Nuestra colección de insectos fue creciendo año tras año, a la par que nuestro miedo a recorrer el pasillo iba disminuyendo y transformándose en curiosidad. ¿Notaremos algo? Y si así era, nos esforzábamos por tomar fiel registro para luego comentarlo entre nosotras. Sí, estábamos cambiando mucho. Un día nos dimos cuenta de que nos gustaban los chicos, los de la televisión, porque seguíamos sin ver a ninguno real hasta que una mañana, sobre las once, al oír el timbre salimos con el hervidor  y vimos escondido detrás del lechero a un muchacho de nuestra edad, su hijo.
El asomó la cabeza, abrió mucho los ojos, se escondió de nuevo, volvió a asomarse y su padre dijo: “Julián, estas son Carmen y Yolanda”. Entonces avanzó un par de pasos y mirando hacia el suelo, temblando,  nos tendió una mano. No quisimos prolongar su malestar. Dejamos el cueceleches en el suelo y nos fuimos llorando por el pasillo. Esa vez no nos preocupamos de si había, o no, fantasmas. Nos dimos cuenta cabal de que el tema de los amoríos no era para nosotras. Quizás para compensarlo comíamos más dulces y aprendimos a hacer polos en el congelador. Nos enseñó Paloma, la chica que venía a darnos clase. Cuando éramos pequeñas nuestra madre nos daba lecciones y cuando supimos tanto como ella, cuando los libros que nos compraba papá dejaron de ser suficientes, como nuestra ansia de saber era tan grande como el hambre que teníamos a todas horas, mamá se propuso convencer a esa chica para que viniera a casa.
Había acabado Magisterio por ciencias, pero nuestra colección de bichos creo que le revolvió el estómago solo un poco menos que el vernos por primera vez. Porque hay que entender que para la gente éramos raras y, además, Paloma estaba embarazada. Al principio tomaba talidomida para evitar las náuseas, pasaba por el pasillo mirando hacia los lados, aunque nunca nos comentó nada, y notábamos que le costaba parecer natural. Pero no tardó en acostumbrarse a los soplos, empujones, susurros, olores y golpes extraños y a ser presa de nuestros encantos: éramos alumnas modelos y nuestras mentes se expandían por mundos de integrales y  derivadas, lo mismo que nuestras risas por la ventana del salón, atravesando la carretera y llegando hasta el otro lado de la pradera, hasta el lugar donde se oculta el sol. Por eso le pidió a mi madre si cuando diera a luz  podía traer a casa a su bebé, ya que pasaba con nosotras una gran parte del día. Nosotras nos entusiasmamos y mi madre estuvo de acuerdo. Lo que no sabíamos entonces es que nuestro nuevo contertulio, Alvarito, también iba a ser peculiar: a él le faltaría un bracito. Colgando de su hombro derecho solo había un muñón con cuatro deditos.

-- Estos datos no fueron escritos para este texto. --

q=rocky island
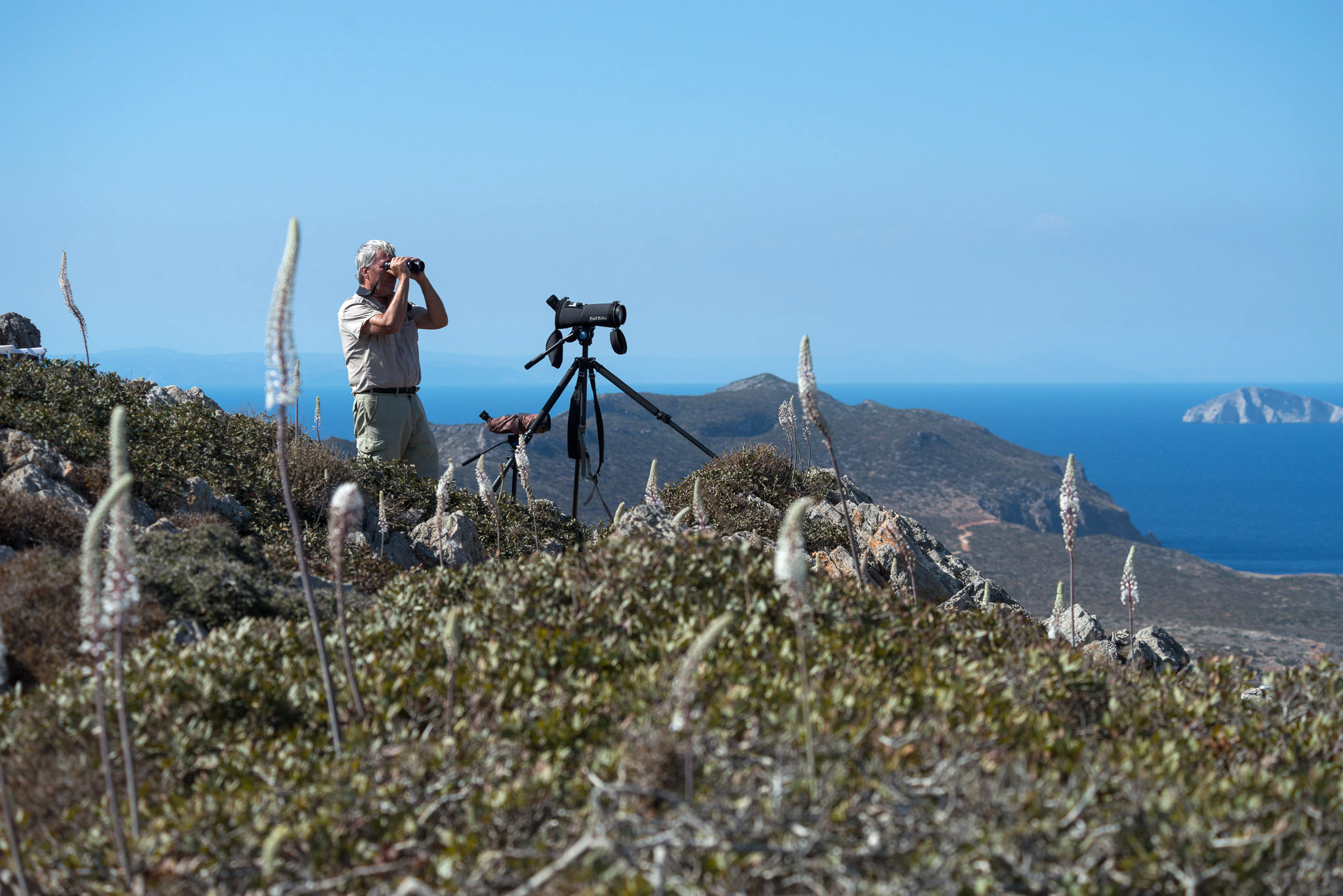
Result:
[1184,385,1343,423]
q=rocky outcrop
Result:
[1184,385,1343,423]
[410,511,485,570]
[130,376,224,415]
[0,430,92,521]
[431,375,1155,543]
[607,486,1030,618]
[1135,625,1188,672]
[178,476,251,525]
[0,311,41,348]
[1049,603,1106,645]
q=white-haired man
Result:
[337,239,447,477]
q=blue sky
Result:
[0,3,1343,381]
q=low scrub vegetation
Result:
[0,536,1343,893]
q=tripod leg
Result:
[592,361,719,457]
[569,359,595,520]
[523,357,580,444]
[491,458,517,497]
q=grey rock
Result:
[1135,625,1188,672]
[938,576,1035,622]
[178,476,251,525]
[0,311,41,348]
[212,494,251,526]
[723,532,779,551]
[807,466,873,504]
[1184,387,1343,423]
[177,476,215,513]
[0,463,91,520]
[145,380,224,414]
[807,501,843,525]
[383,532,419,570]
[1125,641,1166,672]
[1051,603,1106,645]
[741,492,783,520]
[0,429,65,480]
[410,511,485,570]
[607,504,685,541]
[856,505,983,603]
[1083,638,1124,667]
[164,619,208,648]
[130,497,159,526]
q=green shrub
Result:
[662,443,849,551]
[0,539,1343,893]
[136,522,295,627]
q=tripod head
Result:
[523,296,630,371]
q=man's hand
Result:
[387,255,424,282]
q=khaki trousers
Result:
[355,392,438,480]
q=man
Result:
[336,239,447,478]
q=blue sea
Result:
[201,383,1343,574]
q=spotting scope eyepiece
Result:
[545,296,626,329]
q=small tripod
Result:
[523,326,719,517]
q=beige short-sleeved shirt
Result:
[336,296,428,395]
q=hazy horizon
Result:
[0,1,1343,381]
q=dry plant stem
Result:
[822,434,862,585]
[92,661,130,886]
[0,764,30,896]
[111,623,140,844]
[332,551,367,718]
[275,404,341,752]
[1068,548,1079,648]
[792,610,816,796]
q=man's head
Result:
[355,239,396,296]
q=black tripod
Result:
[523,326,719,517]
[462,427,520,501]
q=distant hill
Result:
[1184,385,1343,423]
[434,374,1143,540]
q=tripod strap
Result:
[462,439,508,466]
[592,374,606,480]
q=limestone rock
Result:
[807,466,873,504]
[741,492,783,520]
[410,511,485,570]
[1124,641,1165,672]
[178,476,251,525]
[0,463,91,520]
[607,504,687,541]
[0,311,41,348]
[1083,638,1125,667]
[384,532,419,570]
[145,380,224,414]
[130,496,159,528]
[723,532,779,551]
[807,501,843,525]
[1184,385,1343,423]
[1135,625,1188,672]
[164,619,208,648]
[1051,603,1106,645]
[938,576,1035,622]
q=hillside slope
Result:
[434,374,1142,540]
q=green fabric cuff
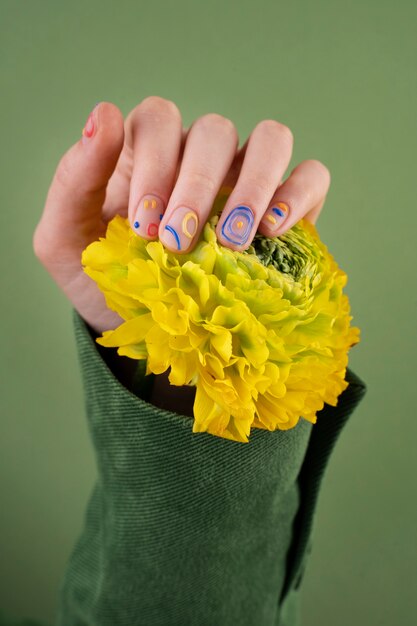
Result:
[54,310,312,626]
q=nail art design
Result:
[221,205,255,246]
[182,211,198,239]
[272,202,289,217]
[146,222,159,237]
[262,202,290,230]
[81,107,95,139]
[133,194,165,239]
[165,224,181,250]
[161,207,198,251]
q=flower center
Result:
[247,231,312,280]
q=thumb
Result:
[33,102,124,263]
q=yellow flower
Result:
[82,188,360,443]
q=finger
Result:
[121,96,182,239]
[103,105,189,227]
[258,159,330,237]
[222,137,249,189]
[216,120,293,250]
[159,113,239,252]
[34,102,124,259]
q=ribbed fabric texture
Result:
[0,310,366,626]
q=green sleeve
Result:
[52,310,312,626]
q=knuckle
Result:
[246,172,273,194]
[32,224,48,262]
[305,159,331,185]
[256,119,294,144]
[195,113,237,136]
[184,170,217,191]
[137,96,181,119]
[54,153,72,188]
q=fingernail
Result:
[133,194,165,239]
[81,102,100,143]
[160,207,198,252]
[221,204,255,246]
[261,202,290,230]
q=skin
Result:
[33,96,330,415]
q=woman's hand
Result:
[33,96,330,333]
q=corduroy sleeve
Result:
[53,310,312,626]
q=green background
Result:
[0,0,417,626]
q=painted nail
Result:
[261,202,290,230]
[221,205,255,246]
[133,194,165,239]
[160,207,198,251]
[81,102,100,143]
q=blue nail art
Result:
[165,226,181,250]
[222,205,254,245]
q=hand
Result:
[33,96,330,334]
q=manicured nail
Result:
[160,207,198,251]
[133,194,165,239]
[81,102,100,143]
[221,205,255,246]
[261,202,290,230]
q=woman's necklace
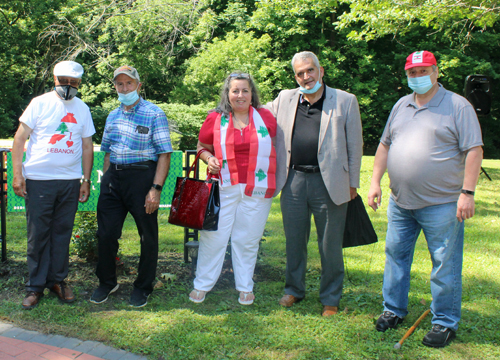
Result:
[233,114,250,137]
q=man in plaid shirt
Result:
[90,66,172,307]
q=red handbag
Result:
[168,151,220,231]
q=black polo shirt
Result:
[290,87,326,166]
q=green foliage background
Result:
[0,0,500,158]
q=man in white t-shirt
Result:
[12,61,95,309]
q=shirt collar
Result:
[120,96,144,112]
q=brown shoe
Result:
[321,305,339,317]
[23,291,43,310]
[278,295,303,307]
[50,281,75,303]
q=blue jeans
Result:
[383,198,464,331]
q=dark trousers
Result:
[24,180,80,292]
[96,163,158,294]
[281,169,347,306]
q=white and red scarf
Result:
[214,107,276,198]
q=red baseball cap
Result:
[405,50,437,70]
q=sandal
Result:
[238,291,255,305]
[189,289,207,304]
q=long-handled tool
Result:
[394,309,431,349]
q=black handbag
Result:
[342,195,378,248]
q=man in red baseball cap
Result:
[368,51,483,347]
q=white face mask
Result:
[118,85,139,106]
[299,81,321,94]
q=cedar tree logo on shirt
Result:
[49,113,77,148]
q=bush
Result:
[71,211,98,261]
[156,103,215,151]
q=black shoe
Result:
[375,311,403,332]
[130,288,149,307]
[90,284,120,304]
[422,325,456,347]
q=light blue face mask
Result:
[408,75,434,95]
[118,86,139,106]
[299,81,321,94]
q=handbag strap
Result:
[187,149,218,180]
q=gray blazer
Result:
[266,85,363,205]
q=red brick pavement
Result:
[0,336,103,360]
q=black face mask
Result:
[55,85,78,100]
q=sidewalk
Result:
[0,321,147,360]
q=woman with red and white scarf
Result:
[189,72,276,305]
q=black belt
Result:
[110,160,156,170]
[292,165,320,174]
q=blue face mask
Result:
[118,86,139,106]
[408,75,434,95]
[299,81,321,94]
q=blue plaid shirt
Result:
[101,97,172,165]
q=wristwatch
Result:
[151,184,163,191]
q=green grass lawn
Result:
[0,157,500,360]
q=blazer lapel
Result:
[318,85,336,152]
[284,90,300,150]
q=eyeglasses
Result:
[229,73,250,79]
[57,77,80,87]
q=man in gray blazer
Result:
[267,51,363,316]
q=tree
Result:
[337,0,500,40]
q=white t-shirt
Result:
[19,91,95,180]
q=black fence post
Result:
[182,150,200,266]
[0,149,10,262]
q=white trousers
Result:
[194,184,272,292]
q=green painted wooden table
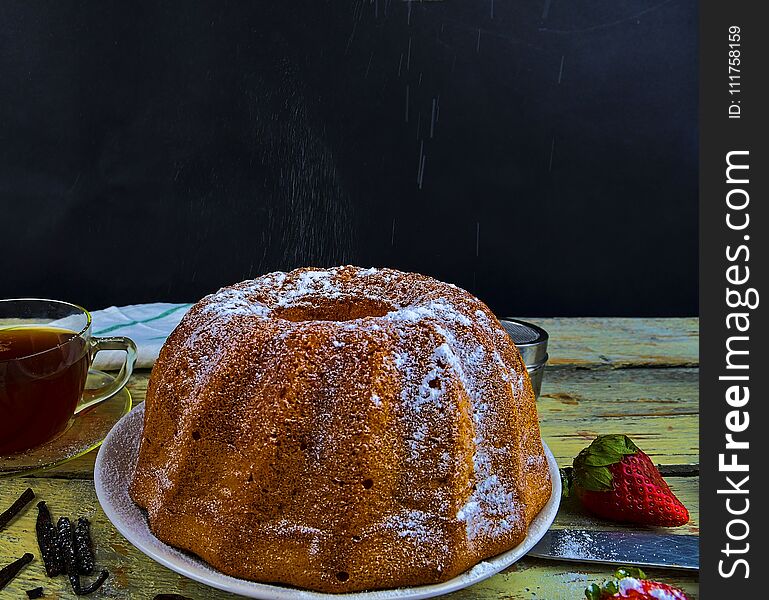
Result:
[0,318,699,600]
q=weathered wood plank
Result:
[537,367,699,466]
[40,367,699,478]
[523,317,699,368]
[0,478,699,600]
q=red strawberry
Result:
[585,569,688,600]
[573,434,689,527]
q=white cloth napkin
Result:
[91,302,192,371]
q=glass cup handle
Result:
[75,337,137,414]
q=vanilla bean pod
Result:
[35,501,64,577]
[75,517,95,575]
[57,517,109,596]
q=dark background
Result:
[0,0,698,316]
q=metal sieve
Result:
[499,319,548,398]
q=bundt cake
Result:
[130,266,551,592]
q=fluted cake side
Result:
[130,266,551,592]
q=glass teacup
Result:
[0,298,136,456]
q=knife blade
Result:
[529,529,700,571]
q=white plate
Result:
[94,404,561,600]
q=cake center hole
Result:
[275,297,395,322]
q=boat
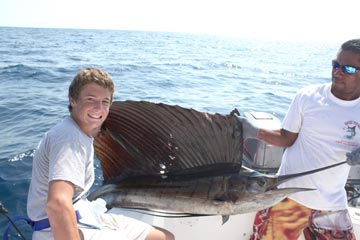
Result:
[100,112,360,240]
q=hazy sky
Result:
[0,0,360,41]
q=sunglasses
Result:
[332,60,360,75]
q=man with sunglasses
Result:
[239,39,360,240]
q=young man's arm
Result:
[256,128,298,147]
[46,180,80,240]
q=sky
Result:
[0,0,360,42]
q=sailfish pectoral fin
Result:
[221,215,230,225]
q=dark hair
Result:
[341,38,360,54]
[69,68,115,112]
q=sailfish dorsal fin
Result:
[94,101,242,182]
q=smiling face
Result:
[69,83,112,137]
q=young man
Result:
[27,68,173,240]
[240,39,360,239]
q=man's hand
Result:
[346,147,360,166]
[237,116,259,140]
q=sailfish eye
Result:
[256,177,266,187]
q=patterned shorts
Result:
[250,198,356,240]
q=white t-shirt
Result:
[27,117,95,221]
[278,83,360,210]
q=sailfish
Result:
[89,100,342,221]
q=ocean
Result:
[0,27,341,239]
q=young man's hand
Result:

Quizás en otro ambiente eso hubiera sido una tragedia, pero en nuestra casa el bebé correteaba con el tacatá por el pasillo haciendo sonar el sonajero con la mano izquierda, lo que debió de espantar a los fantasmas, pues no volvimos a sentir nada hasta unos años después. Mi hermana y yo le cogíamos, le acunábamos, le cantábamos canciones y le llenábamos de mimos hasta que Paloma nos llamaba al orden y entonces nuestra madre se encargaba del niño  quien, cuando fue ya más mayor,  también se aficionó a mirar cómo hervía la leche en el cueceleches y a birlar dulces en la cocina.  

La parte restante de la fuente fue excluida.